Eight Faithful Fools went out to spend a retreat week in April, living on the streets of San Francisco – sleeping on concrete and standing in food lines for our meals the way so many of our neighbors do. Over the next days, I will be reflecting on our days and nights in this space.
When I tell people I spent a week on the streets, they often wonder: did you take food with you? What did you eat, and where?
Was I ever hungry, during my week on the streets?
Well, yes. I carried a few nut bars with me, but they were consumed pretty quickly, and then they were gone. I had no money with me, so I couldn’t buy something to eat just any time I wanted to. But could I keep myself nourished? Yes, and sometimes better than I do at home. In part, because I couldn’t eat whenever I wanted to.
When you go out on a street retreat, you consciously remove yourself from the money economy, the swirl of commerce that surrounds anyone living in a city. I might be hungry; I might pass a restaurant and see people dining inside; I might register delicious smells wafting out of the doorway. But these have nothing to do with me. I am living, for this one week, in another economy.
The first night, we ate at St. John the Evangelist Episcopal Church in the Mission. There’s a group that cooks there once or twice a month for whoever shows up, and this night there weren’t many who did. All vegan food: stir-fry, potatoes, black beans, salad, corn on the cob. If I hadn’t vowed not to use my cellphone on this retreat, I’d have taken a picture of this glorious meal and posted it on Facebook.
We found it, and many other delicious meals, on the “Free Eats” chart put out by “freeprintshop.dot.org.”

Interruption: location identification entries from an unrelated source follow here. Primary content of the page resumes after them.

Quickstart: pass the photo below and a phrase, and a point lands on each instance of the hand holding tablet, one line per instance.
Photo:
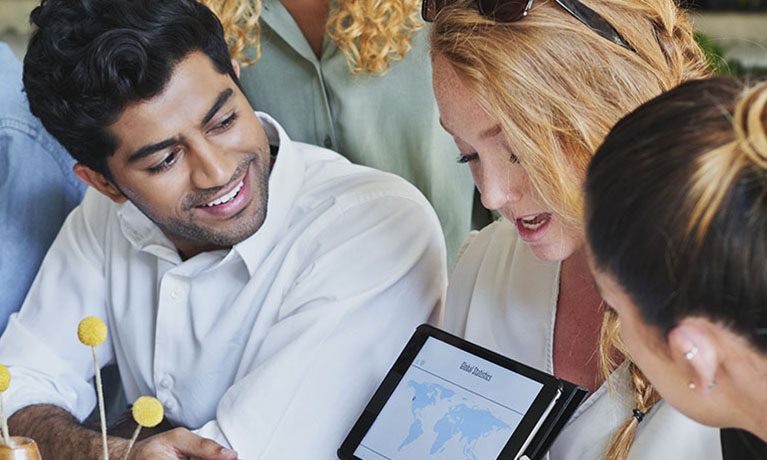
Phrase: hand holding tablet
(446, 398)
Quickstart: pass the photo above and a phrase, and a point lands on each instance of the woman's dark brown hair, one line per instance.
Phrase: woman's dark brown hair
(676, 207)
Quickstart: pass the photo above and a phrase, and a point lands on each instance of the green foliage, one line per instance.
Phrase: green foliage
(715, 55)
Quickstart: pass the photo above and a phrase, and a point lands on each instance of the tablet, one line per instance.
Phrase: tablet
(448, 399)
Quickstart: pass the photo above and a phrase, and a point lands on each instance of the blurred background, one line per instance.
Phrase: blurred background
(733, 31)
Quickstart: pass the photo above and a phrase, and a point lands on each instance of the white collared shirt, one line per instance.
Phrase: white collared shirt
(273, 347)
(503, 297)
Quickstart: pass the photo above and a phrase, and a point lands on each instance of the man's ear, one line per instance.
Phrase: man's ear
(236, 66)
(694, 346)
(99, 182)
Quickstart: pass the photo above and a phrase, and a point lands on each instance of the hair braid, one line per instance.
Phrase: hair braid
(645, 395)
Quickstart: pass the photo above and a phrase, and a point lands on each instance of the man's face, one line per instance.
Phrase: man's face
(195, 159)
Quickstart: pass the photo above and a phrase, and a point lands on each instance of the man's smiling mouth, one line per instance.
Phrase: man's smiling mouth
(226, 198)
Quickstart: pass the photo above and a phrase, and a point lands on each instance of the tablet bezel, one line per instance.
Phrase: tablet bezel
(552, 387)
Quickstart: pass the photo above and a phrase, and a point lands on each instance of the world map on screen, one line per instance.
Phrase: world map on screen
(460, 424)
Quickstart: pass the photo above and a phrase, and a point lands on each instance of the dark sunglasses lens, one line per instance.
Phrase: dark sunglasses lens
(503, 10)
(430, 8)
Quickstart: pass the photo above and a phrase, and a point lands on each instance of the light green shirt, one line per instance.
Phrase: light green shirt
(389, 123)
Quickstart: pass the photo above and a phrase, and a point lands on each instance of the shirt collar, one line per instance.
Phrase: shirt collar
(285, 181)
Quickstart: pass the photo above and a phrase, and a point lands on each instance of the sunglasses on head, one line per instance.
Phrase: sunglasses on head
(514, 10)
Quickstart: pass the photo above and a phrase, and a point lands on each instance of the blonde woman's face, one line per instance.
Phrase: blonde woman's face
(500, 178)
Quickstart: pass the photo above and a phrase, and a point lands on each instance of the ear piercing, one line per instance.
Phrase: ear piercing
(691, 354)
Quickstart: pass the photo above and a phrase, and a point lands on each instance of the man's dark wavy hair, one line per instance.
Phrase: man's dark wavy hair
(89, 60)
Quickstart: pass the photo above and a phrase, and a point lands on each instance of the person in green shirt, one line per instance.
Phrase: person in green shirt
(356, 78)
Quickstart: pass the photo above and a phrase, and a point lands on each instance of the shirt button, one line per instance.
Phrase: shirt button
(166, 382)
(169, 403)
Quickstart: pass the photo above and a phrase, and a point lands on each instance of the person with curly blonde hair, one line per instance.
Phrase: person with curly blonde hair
(676, 220)
(529, 90)
(354, 76)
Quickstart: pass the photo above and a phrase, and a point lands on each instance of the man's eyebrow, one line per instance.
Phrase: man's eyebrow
(223, 96)
(147, 150)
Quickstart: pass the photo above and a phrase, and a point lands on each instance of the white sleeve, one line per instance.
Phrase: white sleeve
(48, 364)
(374, 273)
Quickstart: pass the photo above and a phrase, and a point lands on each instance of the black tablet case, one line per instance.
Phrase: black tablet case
(572, 396)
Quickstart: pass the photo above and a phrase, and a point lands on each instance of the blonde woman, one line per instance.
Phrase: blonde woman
(683, 180)
(354, 76)
(529, 90)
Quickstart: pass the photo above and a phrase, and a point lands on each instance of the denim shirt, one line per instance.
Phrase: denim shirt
(37, 188)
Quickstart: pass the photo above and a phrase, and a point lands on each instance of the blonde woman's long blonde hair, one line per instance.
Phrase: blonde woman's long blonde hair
(556, 88)
(371, 33)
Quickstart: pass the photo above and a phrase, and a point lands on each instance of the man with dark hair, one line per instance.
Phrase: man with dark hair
(259, 287)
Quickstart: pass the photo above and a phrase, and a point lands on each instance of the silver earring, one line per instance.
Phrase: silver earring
(691, 354)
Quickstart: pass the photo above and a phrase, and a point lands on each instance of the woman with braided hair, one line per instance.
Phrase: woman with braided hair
(354, 76)
(683, 182)
(529, 90)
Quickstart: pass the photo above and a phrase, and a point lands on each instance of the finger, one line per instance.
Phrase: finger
(191, 445)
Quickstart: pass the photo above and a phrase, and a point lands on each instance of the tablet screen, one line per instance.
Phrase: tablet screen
(450, 404)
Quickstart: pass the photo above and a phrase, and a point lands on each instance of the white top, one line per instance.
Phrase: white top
(504, 298)
(273, 347)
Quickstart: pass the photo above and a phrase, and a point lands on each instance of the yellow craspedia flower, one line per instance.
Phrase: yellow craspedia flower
(147, 411)
(5, 378)
(92, 331)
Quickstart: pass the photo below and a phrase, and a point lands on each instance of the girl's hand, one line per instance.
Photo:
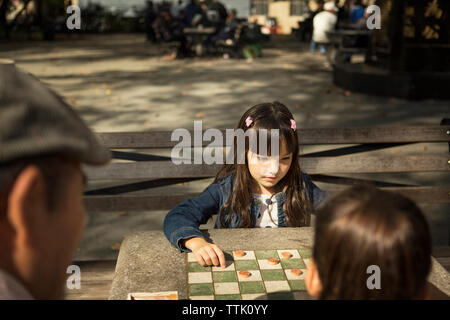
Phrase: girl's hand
(206, 253)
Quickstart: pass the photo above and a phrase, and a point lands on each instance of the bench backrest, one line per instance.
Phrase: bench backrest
(319, 165)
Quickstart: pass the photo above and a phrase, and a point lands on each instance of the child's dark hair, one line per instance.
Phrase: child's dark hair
(365, 226)
(297, 208)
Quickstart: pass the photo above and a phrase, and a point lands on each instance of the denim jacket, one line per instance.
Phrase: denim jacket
(183, 221)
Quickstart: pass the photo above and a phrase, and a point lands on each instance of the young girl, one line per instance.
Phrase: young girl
(363, 231)
(262, 192)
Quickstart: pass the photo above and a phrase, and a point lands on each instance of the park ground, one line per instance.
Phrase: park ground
(120, 83)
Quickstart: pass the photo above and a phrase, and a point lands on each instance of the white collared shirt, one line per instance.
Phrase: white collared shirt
(264, 217)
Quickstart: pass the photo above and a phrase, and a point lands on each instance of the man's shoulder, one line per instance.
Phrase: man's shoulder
(11, 289)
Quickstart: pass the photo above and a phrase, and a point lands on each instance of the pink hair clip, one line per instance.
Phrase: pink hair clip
(293, 125)
(248, 121)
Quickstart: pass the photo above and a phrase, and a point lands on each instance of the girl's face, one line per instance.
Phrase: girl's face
(268, 171)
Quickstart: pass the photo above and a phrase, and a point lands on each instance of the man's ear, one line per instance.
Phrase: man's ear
(312, 280)
(27, 205)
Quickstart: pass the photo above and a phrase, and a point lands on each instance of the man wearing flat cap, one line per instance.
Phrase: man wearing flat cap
(42, 146)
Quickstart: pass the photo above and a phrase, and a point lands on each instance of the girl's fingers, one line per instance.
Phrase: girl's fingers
(212, 254)
(221, 256)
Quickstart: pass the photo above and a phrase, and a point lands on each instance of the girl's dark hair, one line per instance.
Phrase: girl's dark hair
(365, 226)
(297, 208)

Why so few to eat so much food, and listen to the musicians lined up to entertain us at St. John’s? Rebekah thinks maybe it’s because it’s outside the Tenderloin – not far, but a bit of a walk; maybe it’s hard for people who are struggling to move outside their comfort zone. (Of course, there are homeless people in the Mission, too). Maybe people don’t know about the “Free Eats” chart, or maybe they don’t have a smartphone or access to a computer to view it. Or maybe they’d had enough of walking miles to a place for food that didn’t materialize, because that can happen, too, on the streets.

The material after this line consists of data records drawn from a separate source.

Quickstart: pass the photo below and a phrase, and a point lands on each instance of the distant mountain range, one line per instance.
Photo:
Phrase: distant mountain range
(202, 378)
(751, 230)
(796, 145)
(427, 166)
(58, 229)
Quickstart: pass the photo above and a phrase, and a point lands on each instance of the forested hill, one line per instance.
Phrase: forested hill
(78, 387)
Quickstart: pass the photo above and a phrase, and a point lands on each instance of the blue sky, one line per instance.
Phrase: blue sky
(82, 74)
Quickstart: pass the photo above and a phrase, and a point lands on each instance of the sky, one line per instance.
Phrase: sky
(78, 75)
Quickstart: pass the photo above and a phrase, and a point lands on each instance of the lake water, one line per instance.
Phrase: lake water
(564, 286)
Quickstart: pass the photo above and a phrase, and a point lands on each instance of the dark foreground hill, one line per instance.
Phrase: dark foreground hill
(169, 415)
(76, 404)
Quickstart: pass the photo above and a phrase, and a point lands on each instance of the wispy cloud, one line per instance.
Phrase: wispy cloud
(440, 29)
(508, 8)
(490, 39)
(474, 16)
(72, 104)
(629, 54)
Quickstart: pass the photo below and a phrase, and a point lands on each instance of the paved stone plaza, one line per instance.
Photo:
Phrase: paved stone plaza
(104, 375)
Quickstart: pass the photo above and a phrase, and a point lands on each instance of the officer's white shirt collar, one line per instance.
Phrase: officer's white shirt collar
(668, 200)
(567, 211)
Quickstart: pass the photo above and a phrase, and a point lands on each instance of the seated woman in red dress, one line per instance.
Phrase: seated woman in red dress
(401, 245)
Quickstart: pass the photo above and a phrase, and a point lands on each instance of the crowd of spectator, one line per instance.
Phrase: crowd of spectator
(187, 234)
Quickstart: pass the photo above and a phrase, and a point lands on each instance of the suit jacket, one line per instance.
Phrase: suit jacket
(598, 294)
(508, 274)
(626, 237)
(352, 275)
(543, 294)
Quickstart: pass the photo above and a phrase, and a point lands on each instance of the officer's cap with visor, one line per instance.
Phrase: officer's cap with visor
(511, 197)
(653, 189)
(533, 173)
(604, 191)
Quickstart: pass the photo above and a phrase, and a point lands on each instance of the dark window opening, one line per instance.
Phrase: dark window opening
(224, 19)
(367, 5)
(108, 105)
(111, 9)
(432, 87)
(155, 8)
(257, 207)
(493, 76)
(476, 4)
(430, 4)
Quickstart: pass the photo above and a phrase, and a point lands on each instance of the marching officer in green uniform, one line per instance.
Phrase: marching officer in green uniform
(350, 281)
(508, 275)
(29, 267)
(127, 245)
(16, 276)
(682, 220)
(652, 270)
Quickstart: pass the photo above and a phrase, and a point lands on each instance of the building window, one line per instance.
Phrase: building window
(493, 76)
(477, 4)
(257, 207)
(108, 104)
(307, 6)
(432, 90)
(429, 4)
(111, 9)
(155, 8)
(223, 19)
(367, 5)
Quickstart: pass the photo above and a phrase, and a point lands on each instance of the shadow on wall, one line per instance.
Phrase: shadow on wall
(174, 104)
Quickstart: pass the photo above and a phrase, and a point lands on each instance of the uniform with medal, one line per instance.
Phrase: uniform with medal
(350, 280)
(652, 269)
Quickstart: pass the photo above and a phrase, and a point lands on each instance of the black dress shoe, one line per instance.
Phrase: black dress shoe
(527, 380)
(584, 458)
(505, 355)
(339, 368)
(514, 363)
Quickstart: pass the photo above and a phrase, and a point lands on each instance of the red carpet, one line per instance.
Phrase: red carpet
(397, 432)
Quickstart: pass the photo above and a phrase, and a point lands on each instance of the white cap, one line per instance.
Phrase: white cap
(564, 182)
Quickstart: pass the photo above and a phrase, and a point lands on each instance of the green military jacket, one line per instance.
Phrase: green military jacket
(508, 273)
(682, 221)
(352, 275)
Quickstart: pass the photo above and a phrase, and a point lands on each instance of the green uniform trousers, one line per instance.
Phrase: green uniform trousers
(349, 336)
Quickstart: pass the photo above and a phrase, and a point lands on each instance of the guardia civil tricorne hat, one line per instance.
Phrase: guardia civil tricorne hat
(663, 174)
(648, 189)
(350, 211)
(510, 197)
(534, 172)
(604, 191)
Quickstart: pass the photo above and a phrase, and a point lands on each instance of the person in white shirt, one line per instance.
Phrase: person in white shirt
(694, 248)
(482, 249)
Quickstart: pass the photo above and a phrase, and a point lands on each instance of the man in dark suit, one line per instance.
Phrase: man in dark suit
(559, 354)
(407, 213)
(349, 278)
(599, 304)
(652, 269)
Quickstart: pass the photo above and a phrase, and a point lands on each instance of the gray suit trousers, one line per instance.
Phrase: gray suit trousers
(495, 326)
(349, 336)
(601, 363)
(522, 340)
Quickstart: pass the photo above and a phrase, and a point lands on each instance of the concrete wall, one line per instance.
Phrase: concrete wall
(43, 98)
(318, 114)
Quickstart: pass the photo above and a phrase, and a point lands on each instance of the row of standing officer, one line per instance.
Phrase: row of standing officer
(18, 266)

But we are still in our first day, so our energy is strong. Plus, we know we are leaving the streets after only a week; we know there are beds and homes and showers, our own regular routines waiting for us after just seven nights.

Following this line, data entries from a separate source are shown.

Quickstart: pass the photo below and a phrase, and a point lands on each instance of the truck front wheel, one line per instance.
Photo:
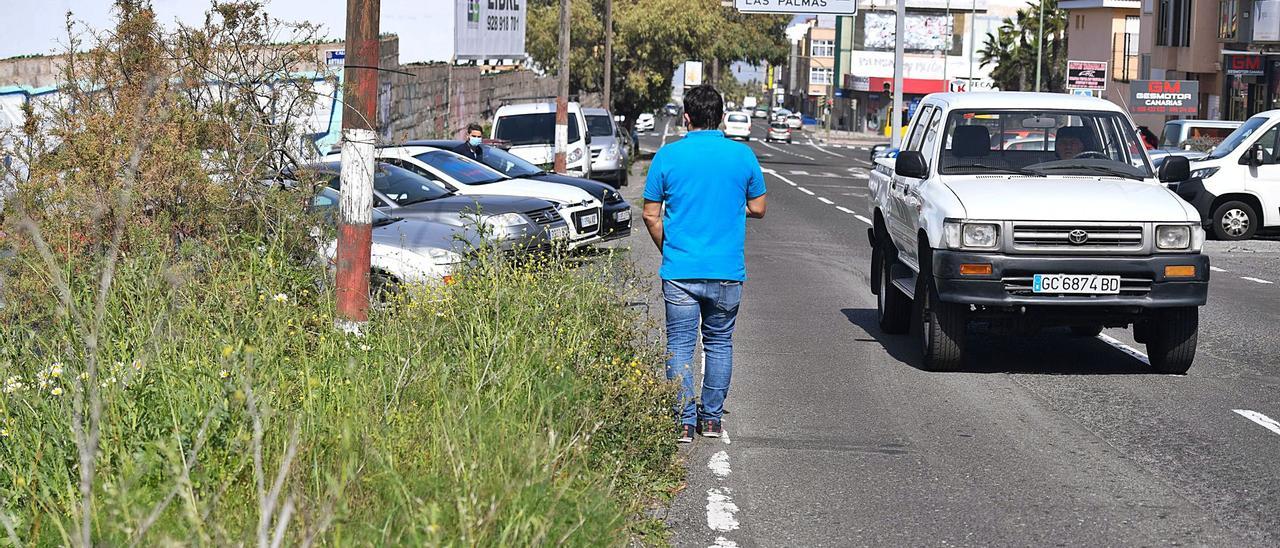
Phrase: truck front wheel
(1171, 339)
(942, 329)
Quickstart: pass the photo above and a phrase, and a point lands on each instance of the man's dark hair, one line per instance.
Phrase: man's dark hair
(704, 106)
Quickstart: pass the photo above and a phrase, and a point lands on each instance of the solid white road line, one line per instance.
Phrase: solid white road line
(1262, 420)
(1124, 348)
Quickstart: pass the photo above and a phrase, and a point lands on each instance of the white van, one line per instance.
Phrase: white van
(530, 128)
(1237, 187)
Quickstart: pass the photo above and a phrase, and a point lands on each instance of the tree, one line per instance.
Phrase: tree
(650, 40)
(1013, 48)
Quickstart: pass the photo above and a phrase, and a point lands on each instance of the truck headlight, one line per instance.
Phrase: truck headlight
(970, 236)
(1179, 237)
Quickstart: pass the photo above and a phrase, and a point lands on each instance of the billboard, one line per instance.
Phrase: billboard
(836, 7)
(489, 30)
(1160, 96)
(1086, 74)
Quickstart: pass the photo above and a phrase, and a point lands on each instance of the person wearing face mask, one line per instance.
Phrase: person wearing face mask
(471, 146)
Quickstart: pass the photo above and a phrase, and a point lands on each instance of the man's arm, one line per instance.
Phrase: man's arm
(755, 208)
(653, 220)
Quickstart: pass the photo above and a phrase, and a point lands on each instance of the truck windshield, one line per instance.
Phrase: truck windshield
(1237, 137)
(1040, 142)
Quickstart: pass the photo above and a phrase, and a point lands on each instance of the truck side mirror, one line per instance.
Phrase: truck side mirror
(1253, 156)
(1175, 169)
(910, 163)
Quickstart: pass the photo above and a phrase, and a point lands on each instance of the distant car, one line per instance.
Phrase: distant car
(644, 122)
(737, 126)
(403, 251)
(617, 211)
(778, 131)
(513, 223)
(609, 151)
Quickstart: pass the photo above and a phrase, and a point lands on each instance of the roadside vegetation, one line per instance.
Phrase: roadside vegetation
(169, 362)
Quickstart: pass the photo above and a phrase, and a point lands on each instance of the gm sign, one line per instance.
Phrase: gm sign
(1244, 65)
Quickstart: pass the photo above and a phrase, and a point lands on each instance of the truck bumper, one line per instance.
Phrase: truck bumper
(1143, 281)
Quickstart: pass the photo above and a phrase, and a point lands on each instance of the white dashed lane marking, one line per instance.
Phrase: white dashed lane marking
(1262, 420)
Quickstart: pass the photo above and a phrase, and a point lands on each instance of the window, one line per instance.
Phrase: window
(819, 76)
(1174, 23)
(823, 49)
(1228, 19)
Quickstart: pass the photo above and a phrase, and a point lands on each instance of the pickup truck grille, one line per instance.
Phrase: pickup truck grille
(1077, 237)
(1022, 287)
(545, 215)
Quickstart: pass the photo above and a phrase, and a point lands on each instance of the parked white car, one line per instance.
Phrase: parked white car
(1079, 233)
(1237, 187)
(530, 128)
(467, 177)
(644, 122)
(737, 126)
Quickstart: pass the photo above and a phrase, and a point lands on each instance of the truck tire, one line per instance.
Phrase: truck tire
(942, 330)
(1171, 345)
(1234, 220)
(892, 306)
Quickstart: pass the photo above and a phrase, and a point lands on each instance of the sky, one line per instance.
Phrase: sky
(32, 27)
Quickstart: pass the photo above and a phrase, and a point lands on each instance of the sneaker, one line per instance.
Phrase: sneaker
(685, 434)
(711, 428)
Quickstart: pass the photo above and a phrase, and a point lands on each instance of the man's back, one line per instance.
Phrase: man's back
(704, 182)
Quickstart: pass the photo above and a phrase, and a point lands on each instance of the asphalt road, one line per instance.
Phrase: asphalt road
(837, 438)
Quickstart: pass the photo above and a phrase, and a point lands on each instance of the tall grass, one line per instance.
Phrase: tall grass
(516, 406)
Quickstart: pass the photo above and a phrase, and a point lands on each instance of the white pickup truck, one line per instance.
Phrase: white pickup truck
(1069, 228)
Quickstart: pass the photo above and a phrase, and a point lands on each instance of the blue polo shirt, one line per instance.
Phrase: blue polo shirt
(704, 182)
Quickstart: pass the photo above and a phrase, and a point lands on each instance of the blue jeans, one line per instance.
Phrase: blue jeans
(711, 305)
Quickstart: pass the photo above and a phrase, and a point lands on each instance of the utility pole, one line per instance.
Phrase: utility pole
(1040, 48)
(356, 197)
(562, 95)
(608, 55)
(899, 31)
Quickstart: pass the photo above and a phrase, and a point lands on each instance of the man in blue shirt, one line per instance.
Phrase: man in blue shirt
(696, 199)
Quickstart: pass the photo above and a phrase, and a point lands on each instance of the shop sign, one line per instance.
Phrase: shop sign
(1161, 96)
(1087, 74)
(1244, 65)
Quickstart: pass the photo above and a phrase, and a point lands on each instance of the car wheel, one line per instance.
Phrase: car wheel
(1234, 220)
(1171, 343)
(1086, 330)
(892, 306)
(942, 330)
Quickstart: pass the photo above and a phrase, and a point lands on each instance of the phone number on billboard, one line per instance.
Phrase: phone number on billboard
(503, 22)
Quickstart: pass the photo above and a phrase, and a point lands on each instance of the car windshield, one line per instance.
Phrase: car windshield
(1060, 142)
(507, 163)
(400, 186)
(538, 128)
(599, 126)
(462, 169)
(1237, 137)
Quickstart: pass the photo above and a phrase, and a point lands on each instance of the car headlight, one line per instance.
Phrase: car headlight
(1179, 237)
(499, 223)
(970, 236)
(1203, 173)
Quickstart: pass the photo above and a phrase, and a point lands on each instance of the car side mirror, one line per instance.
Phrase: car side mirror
(1175, 169)
(1252, 156)
(910, 163)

Maybe it’s that people stay away because it’s a church, and they think they will have to listen to a sermon to get fed. Another time on the streets, we were told that meals like that are “ear-bangers.”
Turns out, it’s not the church at all, but an anarchist group that uses the church to serve food for anyone who is hungry. Volxkuche has a logo that shows a knife, a fork, and a spoon falling into the wheels of a machine. They pass out stickers; I put one on my water bottle. A tall, bearded man wielding a spatula over the outdoor firepit says Volxkuche began in Germany as a way to bring people together for food and community.
Friday night was the culinary high point of our seven days on the street, but I had good meals every day – at St. Anthony’s Dining Room, at St. Martin dePorres, served on the street by the Sisters of Notre Dame or Food Not Bombs, and breakfasts at the Curry Senior Center and the Living Room. Oddly, I never got to Glide, not once this week, but many of our people ate there too. JD said eating at Glide made her feel that she was in prison, because nobody looked at her; nobody smiled.
As a senior citizen, I could assert privilege and go to the front of the line at St. Anthony’s. It was near the end of the month, so the lines were long. They were tense, too, sometimes. At Curry Senior Center, there was a lot of anger about line-jumping; there seemed a racial element to it, but as a white person I don’t necessarily trust my perceptions of that. Personally, I felt tense because they wouldn’t let the little old disabled ladies sit on the steps while we were waiting for the doors to open. The security guard told us the management insists, because if people sit on the steps they might be drug dealers. Oh c’mon, we argued: you can’t tell drug dealers from these little old ladies with their canes? But he just shrugged: following orders. And we didn’t want to give him too hard a time; he loses his job, he could be standing in line too. That’s the way the U.S. economy works; throwing people out of work and out of housing is intrinsic to the machinery.
Anyway, now you know: people who live on the streets of San Francisco have abundant food available to them, if they have the strength and wherewithal to stand on sore, tired or disabled legs in a long line, or if they can get to where it is being served, or if they don’t miss the limited times it is offered. The food is usually nourishing, and, though it doesn’t always look appetizing, it is often tasty. It is cooked and served by people who even sometimes, often, look at the people they are feeding and offer a smile of kindness — recognition of a fellow human being.
Are you thinking that delicious and abundant food should not be given away to people who live on the street, and to people who have limited resources? Are you thinking they don’t need or deserve the kindness of a smile? If you are, please join us on a one-day street retreat. We promise you nourishment: a day of opening your eyes and perhaps your heart to what is.